Она готовила ужин, вздрогнула от моего голоса, порезала палец и прижала его к губам, резко обернулась, уже взвинченная.
– Что?
– То. Забирай деньги.
Она глянула на сумку.
– Тут достаточно, чтобы ты сняла квартиру, и тебе хватит на первый взнос за учебу. Дальше крутись сама.
Вот у нее какая была страсть. Она хотела учиться. Хотела стать филологом. Представляла это так: целый день читать книги и разбирать их по косточкам.
Модести смотрела на меня, потом убрала руку ото рта, на нижней губе у нее было пухлое, красное пятнышко.
– Что? – повторила она.
– Ну нельзя же так, – сказал я. – Невозможно же так. У нас не выйдет.
Я ей так и не сказал, что отдал почти все бабки, которые у меня были, все мои накопления, на машинку, на квартирку, на все на свете. Я остался с баблом на еду да с баблом отцу на лекарства. Хоть кокс от Бадди был дешманский.
Модести спросила:
– И я за это ничего тебе не должна?
– Выметаться отсюда должна к чертовой матери.
Мы засмеялись, и Модести вдруг заплакала. Она подошла ко мне и прижалась губами к моим губам так, словно мы никогда не спали.

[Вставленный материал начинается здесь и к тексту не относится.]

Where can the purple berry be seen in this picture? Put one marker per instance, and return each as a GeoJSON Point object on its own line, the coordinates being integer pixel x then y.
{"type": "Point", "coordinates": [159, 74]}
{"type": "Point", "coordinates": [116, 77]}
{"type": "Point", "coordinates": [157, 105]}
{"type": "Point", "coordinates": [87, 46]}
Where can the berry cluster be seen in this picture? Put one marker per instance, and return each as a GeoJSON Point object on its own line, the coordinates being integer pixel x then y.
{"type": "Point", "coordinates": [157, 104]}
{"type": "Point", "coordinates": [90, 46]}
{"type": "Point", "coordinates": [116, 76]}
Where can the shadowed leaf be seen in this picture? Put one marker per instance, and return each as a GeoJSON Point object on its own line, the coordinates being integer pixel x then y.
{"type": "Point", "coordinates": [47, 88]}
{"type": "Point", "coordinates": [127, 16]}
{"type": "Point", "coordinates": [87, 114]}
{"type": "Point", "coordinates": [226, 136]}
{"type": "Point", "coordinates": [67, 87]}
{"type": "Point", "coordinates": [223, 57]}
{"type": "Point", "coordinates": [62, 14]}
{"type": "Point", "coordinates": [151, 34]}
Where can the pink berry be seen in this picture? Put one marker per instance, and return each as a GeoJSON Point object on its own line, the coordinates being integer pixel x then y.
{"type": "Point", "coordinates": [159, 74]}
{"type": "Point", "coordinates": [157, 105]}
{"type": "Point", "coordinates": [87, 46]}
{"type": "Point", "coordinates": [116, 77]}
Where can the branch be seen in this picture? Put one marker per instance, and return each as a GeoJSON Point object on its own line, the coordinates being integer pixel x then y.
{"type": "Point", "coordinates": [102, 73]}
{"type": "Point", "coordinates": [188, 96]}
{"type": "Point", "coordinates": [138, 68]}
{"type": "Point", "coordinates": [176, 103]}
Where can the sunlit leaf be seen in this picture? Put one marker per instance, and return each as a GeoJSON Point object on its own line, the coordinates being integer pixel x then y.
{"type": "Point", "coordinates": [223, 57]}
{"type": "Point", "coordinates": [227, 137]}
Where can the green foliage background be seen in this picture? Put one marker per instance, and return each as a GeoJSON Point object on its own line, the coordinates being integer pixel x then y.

– Ты все-таки хоть чуть-чуть, но принц.
– Чуть-чуть, блядь. Манатки свои собирай, чтобы завтра тебя здесь не было.
И я поцеловал ее в лоб.
Так закончилась моя сказка, и оказалось, что это вовсе и не сказка никакая, а просто жизнь. Вернулся, значит, с небес на землю, а на земле у меня отец умирает.
Модести уехала в Нью-Йорк, и я остался один.
Сначала жил на две квартиры, то у отца, то на съемной, а однажды у папашки кровь из носу шла чуть ли не всю ночь, я ему тазик подставлял.
И я вернулся домой. Он ведь так и думал, что я вернусь.
Отец менялся. У него был сильный тремор, он и стакан-то в руке не мог удержать. Боли в груди не давали ему покоя, а температура не спадала ниже тридцати восьми.
Он выплевывал куски собственных легких, господи, серо-розовые, со страшными прожилками. Боже мой, какие ужасы, сейчас вспомнишь – дрожь берет, а тогда я жил с этим, каждый день спускал в унитаз куски его легких, потому что они не пролазили в раковину.
Был бы он человек, он бы умер за пару дней или даже часов. Но он, почти что труп, жил и жил, и я не мог видеть его таким.
Отец все равно пил, все равно курил, с упорством и каким-то отчаянием первым делом с утра засовывал в рот сигарету.
Господи, он был уже кусок мяса, но как я не хотел, чтобы отец умирал. Целыми днями мы сидели вдвоем, я дышал одним воздухом с ним, умирающим, и каждый раз, когда я выходил за лекарствами, или за едой, или попугать должников, мне хотелось биться головой, орать, потому что я не там, не с моим отцом.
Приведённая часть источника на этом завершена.